O levantamento analisou 7.491 voos realizados entre março de 2020 e julho de 2024, com foco em deslocamentos oficiais de integrantes dos Três Poderes.
Do total, 266 viagens foram feitas por autoridades. No entanto, segundo o TCU, 66 desses registros não foram localizados ou não possuem documentação disponível.
Entre os casos analisados, chamou atenção a ausência de justificativas formais para a substituição de voos comerciais por aeronaves oficiais — um ponto considerado crítico diante do custo mais elevado da operação.
A auditoria também evidenciou falhas no controle de passageiros. Em cerca de 70% dos voos houve problemas na identificação dos ocupantes, incluindo nomes incompletos e ausência de cargos ou documentos.
Em 29 solicitações, sequer foram informadas a finalidade da viagem ou a agenda correspondente.
Outro aspecto destacado foi a baixa ocupação das aeronaves. O TCU identificou 111 voos com apenas um passageiro e 1.585 viagens — cerca de 21% do total — com até cinco pessoas a bordo, número inferior à capacidade mínima dos aviões utilizados. A taxa média de ocupação ficou em 55%.
Em relação aos custos, os dados de 2024 mostram que cada assento em voos da FAB custou, em média, 6,4 vezes mais do que passagens na aviação comercial. Em aproximadamente um terço dos casos, essa diferença ultrapassou 20 vezes.
“No consolidado, se considerados todos os voos em que foi possível obter o índice comparativo de custos, no total de 884 (76% do total), a economia estimada aos cofres públicos, caso utilizada a aviação comercial, seria de R$ 36.1 milhões no período compreendido entre janeiro e julho de 2024 (7 meses).
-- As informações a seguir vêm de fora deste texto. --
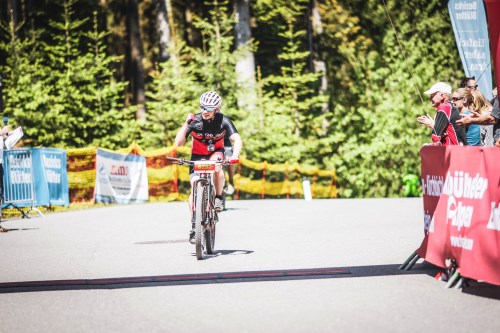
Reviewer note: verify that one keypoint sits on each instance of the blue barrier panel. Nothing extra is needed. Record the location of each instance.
(18, 178)
(51, 177)
(35, 177)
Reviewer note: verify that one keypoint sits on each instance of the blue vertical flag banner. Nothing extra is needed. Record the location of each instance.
(51, 177)
(120, 178)
(468, 19)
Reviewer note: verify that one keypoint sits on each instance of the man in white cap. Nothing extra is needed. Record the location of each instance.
(445, 131)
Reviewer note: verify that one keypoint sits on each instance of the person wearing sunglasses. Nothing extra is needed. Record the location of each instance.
(469, 83)
(462, 99)
(444, 128)
(208, 128)
(485, 118)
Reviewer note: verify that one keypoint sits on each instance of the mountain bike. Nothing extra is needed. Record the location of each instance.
(204, 213)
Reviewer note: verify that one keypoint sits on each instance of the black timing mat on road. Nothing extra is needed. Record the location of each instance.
(165, 280)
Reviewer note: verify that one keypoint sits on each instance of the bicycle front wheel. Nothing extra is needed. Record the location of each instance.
(210, 237)
(200, 213)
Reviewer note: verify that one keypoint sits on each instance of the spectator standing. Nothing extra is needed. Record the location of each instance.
(461, 101)
(481, 105)
(445, 131)
(469, 83)
(486, 118)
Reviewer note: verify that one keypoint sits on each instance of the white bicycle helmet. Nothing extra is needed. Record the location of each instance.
(210, 101)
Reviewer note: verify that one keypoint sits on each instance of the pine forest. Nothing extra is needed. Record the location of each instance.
(332, 84)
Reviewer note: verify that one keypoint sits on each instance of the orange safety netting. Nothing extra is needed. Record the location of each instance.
(169, 182)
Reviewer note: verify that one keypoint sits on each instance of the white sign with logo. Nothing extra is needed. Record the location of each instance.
(120, 178)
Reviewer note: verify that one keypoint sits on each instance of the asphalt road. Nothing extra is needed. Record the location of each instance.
(280, 266)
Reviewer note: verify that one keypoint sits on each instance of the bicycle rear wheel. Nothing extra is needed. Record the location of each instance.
(200, 213)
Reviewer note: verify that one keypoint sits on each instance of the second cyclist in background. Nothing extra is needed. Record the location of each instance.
(208, 129)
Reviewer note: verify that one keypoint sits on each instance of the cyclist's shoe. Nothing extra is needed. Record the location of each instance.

Se utilizado o valor apurado acima e feita uma projeção para a economia estimada no período de 1 ano, o valor chegaria a R$ 81.6 milhões”, destacaram os técnicos.
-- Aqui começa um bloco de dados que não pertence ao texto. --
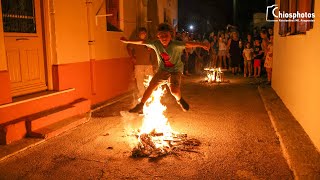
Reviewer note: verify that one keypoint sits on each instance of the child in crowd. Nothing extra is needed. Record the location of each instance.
(170, 65)
(247, 56)
(269, 59)
(258, 55)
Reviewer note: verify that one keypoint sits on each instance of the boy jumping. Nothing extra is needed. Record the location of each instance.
(170, 69)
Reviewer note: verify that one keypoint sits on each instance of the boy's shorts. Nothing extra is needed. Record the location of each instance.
(247, 62)
(173, 79)
(257, 63)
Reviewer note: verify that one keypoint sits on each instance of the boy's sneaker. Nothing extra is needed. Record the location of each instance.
(183, 104)
(137, 109)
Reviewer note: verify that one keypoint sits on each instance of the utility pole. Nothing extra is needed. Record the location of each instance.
(235, 12)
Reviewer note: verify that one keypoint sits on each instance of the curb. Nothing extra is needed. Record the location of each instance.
(302, 156)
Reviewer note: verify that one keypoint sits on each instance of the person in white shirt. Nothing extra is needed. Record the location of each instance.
(247, 56)
(222, 53)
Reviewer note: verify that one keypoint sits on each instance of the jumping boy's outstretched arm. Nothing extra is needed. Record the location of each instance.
(205, 46)
(125, 40)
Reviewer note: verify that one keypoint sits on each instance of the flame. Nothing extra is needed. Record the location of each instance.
(213, 75)
(154, 120)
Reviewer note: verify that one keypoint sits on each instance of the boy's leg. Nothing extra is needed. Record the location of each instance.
(174, 84)
(245, 68)
(249, 68)
(159, 78)
(139, 75)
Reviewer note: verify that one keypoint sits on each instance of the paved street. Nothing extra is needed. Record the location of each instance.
(238, 141)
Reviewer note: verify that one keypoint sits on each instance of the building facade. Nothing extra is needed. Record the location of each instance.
(54, 52)
(295, 68)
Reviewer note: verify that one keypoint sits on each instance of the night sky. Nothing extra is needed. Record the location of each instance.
(214, 15)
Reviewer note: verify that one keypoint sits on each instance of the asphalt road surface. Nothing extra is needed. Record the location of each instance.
(237, 141)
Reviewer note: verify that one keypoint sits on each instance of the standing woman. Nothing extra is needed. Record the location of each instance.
(235, 52)
(222, 54)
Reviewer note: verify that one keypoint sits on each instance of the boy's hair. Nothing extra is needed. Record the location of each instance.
(164, 27)
(142, 29)
(263, 31)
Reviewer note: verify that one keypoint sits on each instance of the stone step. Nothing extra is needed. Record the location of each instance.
(46, 118)
(60, 126)
(20, 128)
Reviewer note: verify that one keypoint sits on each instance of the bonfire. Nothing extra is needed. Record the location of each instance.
(156, 137)
(214, 75)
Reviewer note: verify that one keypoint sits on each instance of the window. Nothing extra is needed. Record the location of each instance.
(113, 23)
(18, 16)
(303, 24)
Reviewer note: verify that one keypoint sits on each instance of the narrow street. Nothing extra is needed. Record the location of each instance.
(236, 134)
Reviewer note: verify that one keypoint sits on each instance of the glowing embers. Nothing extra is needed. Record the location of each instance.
(214, 75)
(156, 137)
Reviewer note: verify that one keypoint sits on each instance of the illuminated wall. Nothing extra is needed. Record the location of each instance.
(3, 61)
(295, 75)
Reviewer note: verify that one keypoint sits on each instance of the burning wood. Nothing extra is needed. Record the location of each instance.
(155, 136)
(148, 147)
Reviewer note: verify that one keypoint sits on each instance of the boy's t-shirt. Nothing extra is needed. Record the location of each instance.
(169, 58)
(248, 53)
(257, 50)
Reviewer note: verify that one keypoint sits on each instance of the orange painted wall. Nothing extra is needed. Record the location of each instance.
(295, 75)
(3, 61)
(73, 75)
(113, 77)
(5, 88)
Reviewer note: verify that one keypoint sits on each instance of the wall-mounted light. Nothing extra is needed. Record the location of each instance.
(102, 15)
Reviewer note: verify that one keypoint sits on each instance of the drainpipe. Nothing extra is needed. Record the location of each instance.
(91, 44)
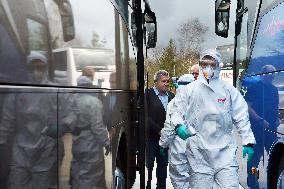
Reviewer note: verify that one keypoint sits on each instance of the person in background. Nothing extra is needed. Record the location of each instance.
(25, 115)
(178, 165)
(157, 99)
(204, 113)
(194, 70)
(263, 103)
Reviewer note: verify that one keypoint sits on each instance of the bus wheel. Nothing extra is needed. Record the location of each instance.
(119, 181)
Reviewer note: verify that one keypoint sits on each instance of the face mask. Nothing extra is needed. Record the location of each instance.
(208, 72)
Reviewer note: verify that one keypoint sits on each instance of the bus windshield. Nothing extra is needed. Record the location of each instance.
(100, 59)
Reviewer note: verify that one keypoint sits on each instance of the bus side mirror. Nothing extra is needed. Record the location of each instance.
(222, 17)
(67, 20)
(133, 28)
(150, 29)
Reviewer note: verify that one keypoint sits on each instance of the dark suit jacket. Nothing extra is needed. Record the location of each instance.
(156, 113)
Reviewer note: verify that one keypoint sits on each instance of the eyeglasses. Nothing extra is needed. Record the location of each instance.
(205, 63)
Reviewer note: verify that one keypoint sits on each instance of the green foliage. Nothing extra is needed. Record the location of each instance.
(177, 58)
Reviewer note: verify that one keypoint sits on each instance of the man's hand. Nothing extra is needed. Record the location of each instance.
(182, 132)
(248, 150)
(107, 149)
(163, 151)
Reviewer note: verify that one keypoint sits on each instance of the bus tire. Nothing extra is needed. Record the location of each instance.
(119, 180)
Diante das conclusões, o TCU determinou que a Casa Civil, o Ministério da Defesa e o Comando da Aeronáutica elaborem, em até 30 dias, um plano conjunto para reformular as regras de uso das aeronaves oficiais.
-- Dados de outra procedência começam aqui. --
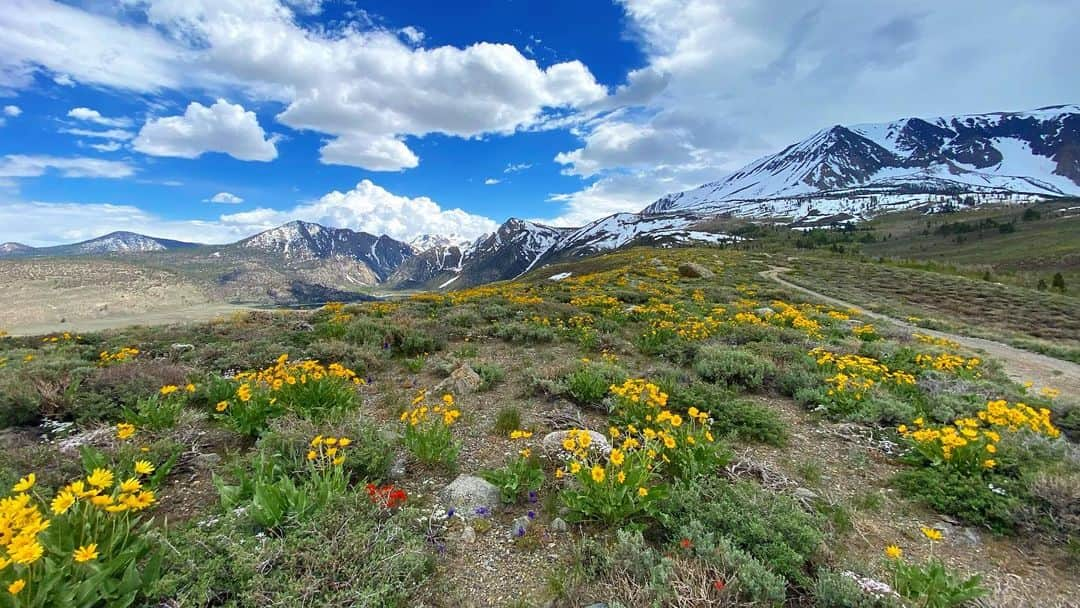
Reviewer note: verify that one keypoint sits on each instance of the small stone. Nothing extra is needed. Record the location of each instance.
(467, 494)
(396, 469)
(694, 270)
(553, 443)
(462, 380)
(469, 535)
(520, 526)
(208, 459)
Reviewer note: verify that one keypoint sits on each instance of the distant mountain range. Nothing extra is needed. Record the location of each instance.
(836, 175)
(855, 172)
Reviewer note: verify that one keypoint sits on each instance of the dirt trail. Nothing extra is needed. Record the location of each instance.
(1020, 365)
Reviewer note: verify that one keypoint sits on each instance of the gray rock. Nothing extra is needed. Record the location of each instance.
(396, 470)
(694, 270)
(462, 380)
(468, 492)
(520, 526)
(553, 443)
(469, 535)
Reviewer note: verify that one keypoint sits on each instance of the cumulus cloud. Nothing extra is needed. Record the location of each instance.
(106, 147)
(223, 127)
(350, 83)
(95, 117)
(117, 134)
(369, 152)
(225, 199)
(515, 167)
(34, 165)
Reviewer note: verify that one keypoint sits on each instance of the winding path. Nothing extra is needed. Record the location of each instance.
(1020, 365)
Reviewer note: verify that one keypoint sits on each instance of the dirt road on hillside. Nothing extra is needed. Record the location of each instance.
(1020, 365)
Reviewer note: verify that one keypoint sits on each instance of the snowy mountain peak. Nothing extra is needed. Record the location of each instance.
(866, 169)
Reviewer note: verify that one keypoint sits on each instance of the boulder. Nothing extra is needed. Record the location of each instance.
(553, 443)
(467, 494)
(694, 270)
(462, 380)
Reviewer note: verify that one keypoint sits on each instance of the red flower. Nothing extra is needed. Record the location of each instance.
(387, 497)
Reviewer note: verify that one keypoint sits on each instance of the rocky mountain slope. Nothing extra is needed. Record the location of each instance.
(120, 242)
(867, 169)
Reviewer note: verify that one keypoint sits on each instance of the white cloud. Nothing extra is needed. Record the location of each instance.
(345, 82)
(413, 35)
(225, 198)
(223, 127)
(30, 165)
(368, 151)
(105, 147)
(372, 208)
(95, 117)
(118, 134)
(71, 44)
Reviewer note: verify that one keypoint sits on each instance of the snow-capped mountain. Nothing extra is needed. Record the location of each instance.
(302, 241)
(868, 169)
(520, 245)
(14, 248)
(112, 243)
(426, 242)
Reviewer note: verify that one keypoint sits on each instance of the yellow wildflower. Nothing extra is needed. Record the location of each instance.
(85, 553)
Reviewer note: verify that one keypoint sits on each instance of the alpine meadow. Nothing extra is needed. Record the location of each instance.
(628, 304)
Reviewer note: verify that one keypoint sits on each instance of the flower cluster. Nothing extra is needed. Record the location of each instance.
(856, 375)
(119, 355)
(65, 337)
(948, 363)
(971, 443)
(327, 451)
(83, 512)
(421, 411)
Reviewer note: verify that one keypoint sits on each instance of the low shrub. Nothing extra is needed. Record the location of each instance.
(372, 557)
(772, 528)
(589, 383)
(737, 368)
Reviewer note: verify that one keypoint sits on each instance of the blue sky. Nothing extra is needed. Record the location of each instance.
(412, 118)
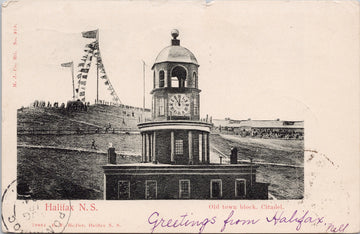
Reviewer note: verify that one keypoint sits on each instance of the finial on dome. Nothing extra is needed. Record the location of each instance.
(175, 34)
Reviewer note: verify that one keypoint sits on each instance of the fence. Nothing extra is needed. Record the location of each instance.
(34, 131)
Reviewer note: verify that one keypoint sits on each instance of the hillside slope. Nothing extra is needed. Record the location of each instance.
(58, 120)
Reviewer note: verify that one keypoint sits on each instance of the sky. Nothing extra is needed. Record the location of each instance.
(264, 60)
As medidas deverão ser implementadas no prazo máximo de 180 dias.
Entre as exigências, os órgãos deverão estabelecer critérios mais rigorosos para autorizar voos, incluindo a comprovação da necessidade de uso da FAB, identificação completa dos passageiros e justificativas de segurança ou agenda oficial.
Pelas normas atuais, podem solicitar o transporte autoridades como o vice-presidente da República, presidentes do Senado, da Câmara e do Supremo Tribunal Federal, ministros de Estado e comandantes das Forças Armadas, além de outros nomes autorizados pelo Ministério da Defesa.
O uso das aeronaves deve seguir critérios de prioridade, como emergências médicas, questões de segurança e compromissos oficiais.
O relatório ainda reforça a necessidade de maior controle sobre comitivas e ocupação das aeronaves, além da obrigatoriedade de registros detalhados das viagens.
As regras não se aplicam ao presidente da República nem às comitivas presidenciais.